The following code does not compile with G++ (although I believe it should):
#include <iostream>
template <unsigned N>
struct foo_traits {
typedef const char ArrayArg[N];
typedef int Function (ArrayArg *);
};
template <unsigned N>
int foo (typename foo_traits<N>::Function *ptr) {
return ptr(&"good");
}
int bar (const char (*x)[5]) {
std::cout << *x << "\n";
return 0;
}
int main ()
{
return foo(bar);
}
I checked this with GCC 4.4 through 4.7, and I get a template argument deduction failure. With 4.7.1:
prog.cpp: In function ‘int main()’:
prog.cpp:21:19: error: no matching function for call to ‘foo(int (&)(const char (*)[5]))’
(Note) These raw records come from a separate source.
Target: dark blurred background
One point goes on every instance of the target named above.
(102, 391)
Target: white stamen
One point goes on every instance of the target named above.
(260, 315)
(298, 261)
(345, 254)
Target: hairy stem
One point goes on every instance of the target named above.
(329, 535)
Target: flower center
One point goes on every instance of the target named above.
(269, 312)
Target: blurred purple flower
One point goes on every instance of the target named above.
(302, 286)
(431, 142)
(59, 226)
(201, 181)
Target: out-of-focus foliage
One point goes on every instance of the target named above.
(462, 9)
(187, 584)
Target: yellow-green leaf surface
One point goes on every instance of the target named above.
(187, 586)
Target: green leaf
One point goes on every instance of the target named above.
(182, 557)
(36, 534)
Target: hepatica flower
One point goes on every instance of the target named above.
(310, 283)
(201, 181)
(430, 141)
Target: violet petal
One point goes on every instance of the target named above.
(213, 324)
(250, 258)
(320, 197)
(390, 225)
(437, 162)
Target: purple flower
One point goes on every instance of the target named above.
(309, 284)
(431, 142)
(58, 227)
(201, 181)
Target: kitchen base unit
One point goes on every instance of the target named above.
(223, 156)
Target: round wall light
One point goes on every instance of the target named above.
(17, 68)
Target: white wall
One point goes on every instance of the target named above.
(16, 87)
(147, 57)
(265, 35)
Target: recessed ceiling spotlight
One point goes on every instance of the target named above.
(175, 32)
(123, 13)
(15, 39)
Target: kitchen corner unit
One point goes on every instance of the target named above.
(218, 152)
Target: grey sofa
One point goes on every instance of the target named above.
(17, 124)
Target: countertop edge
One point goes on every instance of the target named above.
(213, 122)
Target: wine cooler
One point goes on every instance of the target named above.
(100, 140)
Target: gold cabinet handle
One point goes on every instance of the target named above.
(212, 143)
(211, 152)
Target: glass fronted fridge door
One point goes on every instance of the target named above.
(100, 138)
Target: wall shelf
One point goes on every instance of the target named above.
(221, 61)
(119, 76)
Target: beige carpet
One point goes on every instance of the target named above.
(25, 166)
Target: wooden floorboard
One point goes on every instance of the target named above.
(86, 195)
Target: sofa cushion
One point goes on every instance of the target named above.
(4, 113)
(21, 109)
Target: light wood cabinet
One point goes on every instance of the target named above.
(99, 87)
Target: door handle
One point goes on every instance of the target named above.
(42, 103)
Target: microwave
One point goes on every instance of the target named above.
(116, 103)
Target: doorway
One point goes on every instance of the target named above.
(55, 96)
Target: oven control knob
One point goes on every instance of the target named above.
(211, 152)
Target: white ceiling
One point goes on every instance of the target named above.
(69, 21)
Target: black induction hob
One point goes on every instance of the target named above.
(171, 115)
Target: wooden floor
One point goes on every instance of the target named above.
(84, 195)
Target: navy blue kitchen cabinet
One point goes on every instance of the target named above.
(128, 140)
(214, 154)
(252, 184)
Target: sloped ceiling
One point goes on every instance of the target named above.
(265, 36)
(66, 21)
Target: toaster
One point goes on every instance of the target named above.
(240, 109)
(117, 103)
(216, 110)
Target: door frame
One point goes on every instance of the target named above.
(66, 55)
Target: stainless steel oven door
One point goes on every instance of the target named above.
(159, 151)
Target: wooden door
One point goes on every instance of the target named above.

prog.cpp:21:19: note: candidate is:
prog.cpp:10:5: note: template<unsigned int N> int foo(typename foo_traits<N>::Function*)
prog.cpp:10:5: note: template argument deduction/substitution failed:
prog.cpp:21:19: note: couldn't deduce template parameter ‘N’
If I use an explicit template argument (i.e., foo<5>(bar)), it compiles fine. If I use a version of the code without the typedefs, it compiles fine:
#include <iostream>
template <unsigned N>
int fixfoo (int (*ptr) (const char (*)[N])) {
return ptr(&"good");
}
int bar (const char (*x)[5]) {
std::cout << *x << "\n";
return 0;
}
int main ()
{
return fixfoo(bar);
}
Is the failing code supposed to compile (i.e., did I make a silly mistake)?
int foo(typename foo_traits<N>::Function *ptr);
The signature makes it a non-deductible context, so you must include the template arguments so that the value N is known and so consequentially the type of the pointer ptr be known as well.
Your second example compiles because the type of the signature through bar can be deduced.